国の豊かさというと、GDPが世界何位だとか、人口が何人だとか、大きな数字で語られます。
でも、貧乏人の自分からすれば(笑)、そんな大きな数字よりも、国民一人ひとりが実際に使えるお金が増えるほうがありがたい。
人口が少なくなっても、一人ひとりが豊かで、安心して暮らせる国なら、それでいいのではないでしょうか。
以前、知人が、
「日本はある程度、社会主義的でないとダメなんじゃないか」
と言っていました。
もちろん、何でも平等にすればいいという単純な話ではありません。
一生懸命働いた人、努力した人、リスクを取って商売をした人が報われることも大切です。
その一方で、同じように働いていても、正社員と派遣社員など雇用形態によって大きな収入格差が生まれ、若い人が結婚や子育てをためらうほど生活に余裕がなくなれば、人口を増やそうと言ったところで簡単ではないでしょう。
少子化対策というと、「どうやって子どもを増やすか」という話になります。
でも、その前に、
今ここで暮らしている人たちが、安心して生きていける社会なのか。
そこを考える必要があるような気がします。
そして政治の話になると、さらに難しい。
消費税を下げる政党がいいのか。 社会保障を充実させる政党がいいのか。 小さな政府がいいのか、大きな政府がいいのか。

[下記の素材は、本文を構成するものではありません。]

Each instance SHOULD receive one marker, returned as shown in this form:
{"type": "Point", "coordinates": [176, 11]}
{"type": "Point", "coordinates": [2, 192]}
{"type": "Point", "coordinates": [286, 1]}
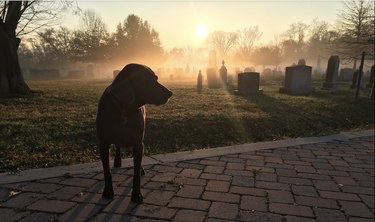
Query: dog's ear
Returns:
{"type": "Point", "coordinates": [124, 93]}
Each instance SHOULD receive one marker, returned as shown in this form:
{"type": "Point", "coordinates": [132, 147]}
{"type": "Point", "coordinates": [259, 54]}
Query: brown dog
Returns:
{"type": "Point", "coordinates": [121, 119]}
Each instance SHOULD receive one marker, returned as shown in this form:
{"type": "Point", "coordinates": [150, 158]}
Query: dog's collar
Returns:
{"type": "Point", "coordinates": [128, 110]}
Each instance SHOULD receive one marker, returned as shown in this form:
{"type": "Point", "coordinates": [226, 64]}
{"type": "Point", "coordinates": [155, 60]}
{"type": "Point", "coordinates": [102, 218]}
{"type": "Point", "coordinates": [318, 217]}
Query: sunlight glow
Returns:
{"type": "Point", "coordinates": [201, 31]}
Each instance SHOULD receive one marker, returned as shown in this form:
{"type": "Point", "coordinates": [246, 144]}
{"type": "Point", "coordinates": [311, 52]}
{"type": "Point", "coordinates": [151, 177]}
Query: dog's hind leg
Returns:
{"type": "Point", "coordinates": [137, 160]}
{"type": "Point", "coordinates": [104, 155]}
{"type": "Point", "coordinates": [117, 161]}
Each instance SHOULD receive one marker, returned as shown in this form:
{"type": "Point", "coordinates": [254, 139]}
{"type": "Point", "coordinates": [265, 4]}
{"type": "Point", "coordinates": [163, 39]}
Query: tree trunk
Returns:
{"type": "Point", "coordinates": [11, 79]}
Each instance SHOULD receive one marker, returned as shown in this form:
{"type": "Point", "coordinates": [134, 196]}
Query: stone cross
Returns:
{"type": "Point", "coordinates": [332, 73]}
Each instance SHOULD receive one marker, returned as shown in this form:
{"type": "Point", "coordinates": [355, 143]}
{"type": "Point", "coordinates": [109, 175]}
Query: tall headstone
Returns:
{"type": "Point", "coordinates": [297, 80]}
{"type": "Point", "coordinates": [213, 79]}
{"type": "Point", "coordinates": [115, 73]}
{"type": "Point", "coordinates": [200, 82]}
{"type": "Point", "coordinates": [248, 83]}
{"type": "Point", "coordinates": [356, 79]}
{"type": "Point", "coordinates": [371, 80]}
{"type": "Point", "coordinates": [332, 73]}
{"type": "Point", "coordinates": [346, 74]}
{"type": "Point", "coordinates": [224, 75]}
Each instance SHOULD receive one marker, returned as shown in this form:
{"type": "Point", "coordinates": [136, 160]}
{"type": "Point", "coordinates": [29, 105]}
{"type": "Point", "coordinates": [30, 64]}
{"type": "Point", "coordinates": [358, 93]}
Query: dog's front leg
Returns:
{"type": "Point", "coordinates": [137, 159]}
{"type": "Point", "coordinates": [108, 188]}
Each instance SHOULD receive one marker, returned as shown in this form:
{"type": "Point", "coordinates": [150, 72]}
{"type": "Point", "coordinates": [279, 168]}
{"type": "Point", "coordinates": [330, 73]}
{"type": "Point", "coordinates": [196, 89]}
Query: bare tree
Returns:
{"type": "Point", "coordinates": [90, 42]}
{"type": "Point", "coordinates": [222, 42]}
{"type": "Point", "coordinates": [356, 26]}
{"type": "Point", "coordinates": [246, 41]}
{"type": "Point", "coordinates": [17, 18]}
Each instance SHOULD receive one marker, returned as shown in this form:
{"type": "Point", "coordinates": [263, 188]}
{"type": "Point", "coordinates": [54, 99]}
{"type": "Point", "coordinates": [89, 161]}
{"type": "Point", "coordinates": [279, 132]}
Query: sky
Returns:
{"type": "Point", "coordinates": [176, 20]}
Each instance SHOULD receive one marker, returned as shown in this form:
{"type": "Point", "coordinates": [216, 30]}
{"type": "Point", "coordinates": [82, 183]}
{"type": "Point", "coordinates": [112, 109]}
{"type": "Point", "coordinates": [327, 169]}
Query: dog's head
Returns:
{"type": "Point", "coordinates": [137, 85]}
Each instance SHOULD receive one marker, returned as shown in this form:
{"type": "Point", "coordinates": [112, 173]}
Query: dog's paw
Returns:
{"type": "Point", "coordinates": [108, 194]}
{"type": "Point", "coordinates": [137, 197]}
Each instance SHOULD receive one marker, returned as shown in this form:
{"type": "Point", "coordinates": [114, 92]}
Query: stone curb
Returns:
{"type": "Point", "coordinates": [43, 173]}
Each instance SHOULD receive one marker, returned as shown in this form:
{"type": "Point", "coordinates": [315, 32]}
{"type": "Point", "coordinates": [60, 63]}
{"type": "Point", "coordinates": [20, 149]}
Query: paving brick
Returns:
{"type": "Point", "coordinates": [348, 181]}
{"type": "Point", "coordinates": [41, 187]}
{"type": "Point", "coordinates": [248, 191]}
{"type": "Point", "coordinates": [210, 176]}
{"type": "Point", "coordinates": [189, 216]}
{"type": "Point", "coordinates": [164, 177]}
{"type": "Point", "coordinates": [254, 216]}
{"type": "Point", "coordinates": [326, 185]}
{"type": "Point", "coordinates": [235, 166]}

どの政党にも良いところと疑問に思うところがあります。
法律についても同じです。
法律を増やして細かく決めれば社会は安全になるのか。それとも、人間が自分の頭で「これは正しいのか」と考える力を失ってしまうのか。
先ほど思い出したユダヤの教えがあります。
לפנים משורת הדין
Lifnim mi-shurat ha-din
「法の要求を超えて行動する」
法律上の権利を限界まで押し通すのではなく、一歩引いて、相手の事情や苦しみを考えるという教えです。
言い換えれば、
「法律的には正しい。でも、人としてそれでいいのか?」
という問いでしょう。
教育も政治も法律も、簡単ではありません。
だから結局、一番大切なのは、一人ひとりが自分の頭で考えることなのかもしれません。
人口が何人なら日本は豊かなのか。
GDPがいくらなら幸せなのか。
法律が何個あれば安心なのか。
そんな数字だけでは、人間の豊かさは測れないような気がします。
国を大きくすることより、今そこに暮らしている人を豊かにする。
人口が少なくなっても、「この国に生まれてよかった」と思える日本なら、それで十分なのかもしれませんね。